Contradictions are when transactions within the same cluster have different labels {0;1}, which creates confusion when training the final model.

The clusters with the least contradictions can be corrected. By assigning the same labels to all observations within a cluster, the contradictions are removed. The label is determined according to the average value of labels within the cluster. If it is greater than 0.5, then all labels will be 1 and vice versa.

Since there are many clusters, there will be both buy and sell clusters. The more clusters there are, the more balanced the dataset is.

The second model will filter the selected clusters (trade) from those that have been discarded because they have the most uncertainty (do not trade).

Then we will measure the errors of both models and test the whole construction on new data, with different number of clusters.

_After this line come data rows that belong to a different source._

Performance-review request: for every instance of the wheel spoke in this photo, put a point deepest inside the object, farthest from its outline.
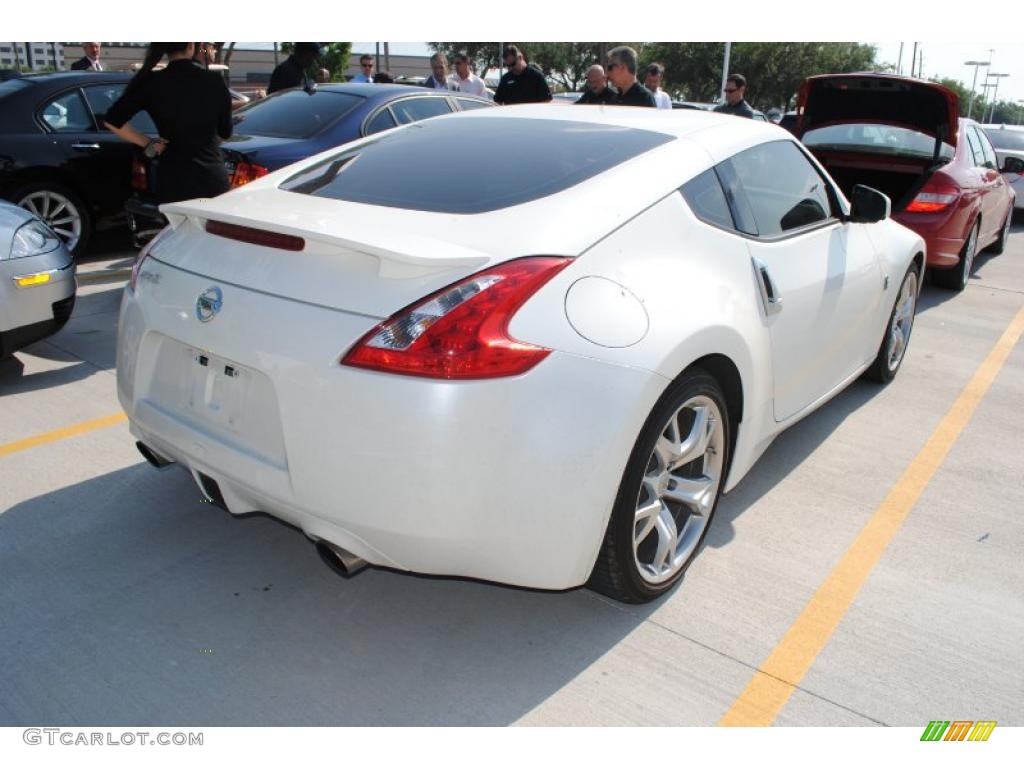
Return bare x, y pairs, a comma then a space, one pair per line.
646, 516
696, 494
668, 540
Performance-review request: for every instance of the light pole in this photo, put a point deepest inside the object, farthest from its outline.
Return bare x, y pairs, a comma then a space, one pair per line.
974, 83
995, 92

At the very end, we will try to group the clusters in such a way as to maximise the final probability of a profitable trade, according to the theorver. And compare these probabilities with the final results (trade taking into account the OOS). If the result will be found to depend on such probability estimation, we can make more meaningful markup of the datasets.


The repartitioning of the dataset without taking probabilities into account will then look like this (python):



To be continued.... :)

 

First test with random settings. OOS to the right of the vertical dotted line.

Algo works, no errors. Further tests with different settings (probably tomorrow).

Learning errors for the main and meta models:

>>> models[-1][1].get_best_score()
{'learn': {'Accuracy': 0.6983374882369451, 'Logloss': 0.5674870408082323}, 'validation': {'Accuracy': 0.6428351309707242, 'Logloss': 0.5995984001032943}}
>>> models[-1][2].get_best_score()
{'learn': {'Logloss': 0.17194942035963293, 'F1': 0.775644666590935}, 'validation': {'Logloss': 0.17439066040537665, 'F1': 0.7693925848014725}}
>>> 

It's a bit unclear that the second model failed to error-free separate bad clusters from good clusters, even though they are linearly separable.

The error of the second one is evaluated via F1, because the classes can be highly unbalanced.

Another example with a different number of clusters. It's strange why some forumers can't do it, because it's so simple and there's even code for it.


 

Thus, model overtraining is removed by removing inconsistencies in the markup. Signs are not touched here at all. And for better fits we need a different theory.

The most tasty (about probabilities) will be later. We need to prepare the tests.

You can also do some triggering ... It works at once, without optimisable parameters/hyperparameters.

 
Maxim Dmitrievsky #:

The OOS is to the right of the vertical dashed line.

Unfortunately, the shorter the OOS, the higher the probability of clipping.
 
fxsaber #:
Unfortunately, the shorter the OOS, the higher the probability of a break.
F-I for self-checking of failures.
More often the probability of failures grows proportionally to the number of bulk passes.
 
Maxim Dmitrievsky #:
F-ya for self-checking bummer

Constructive.

 
Maxim Dmitrievsky #:
More often than not, the probability of failures increases in proportion to the number of opt passes.
Multiple testing error.

It is mathematically regular.
 
Maxim Dmitrievsky #:
So nothing was optimised/tweaked.

There was no training?

 
fxsaber #:

There was no training?

Training on marked-up data is not optimisation of the TS. It is training a ready-made TS, on ready-made examples.

TC optimisation is go to I don't know where, bring I don't know what. Many times we have gone there, brought a lot of things.

.
In general, I would not like to continue this topic because someone does not understand how learning differs from optimisation. There are more interesting topics.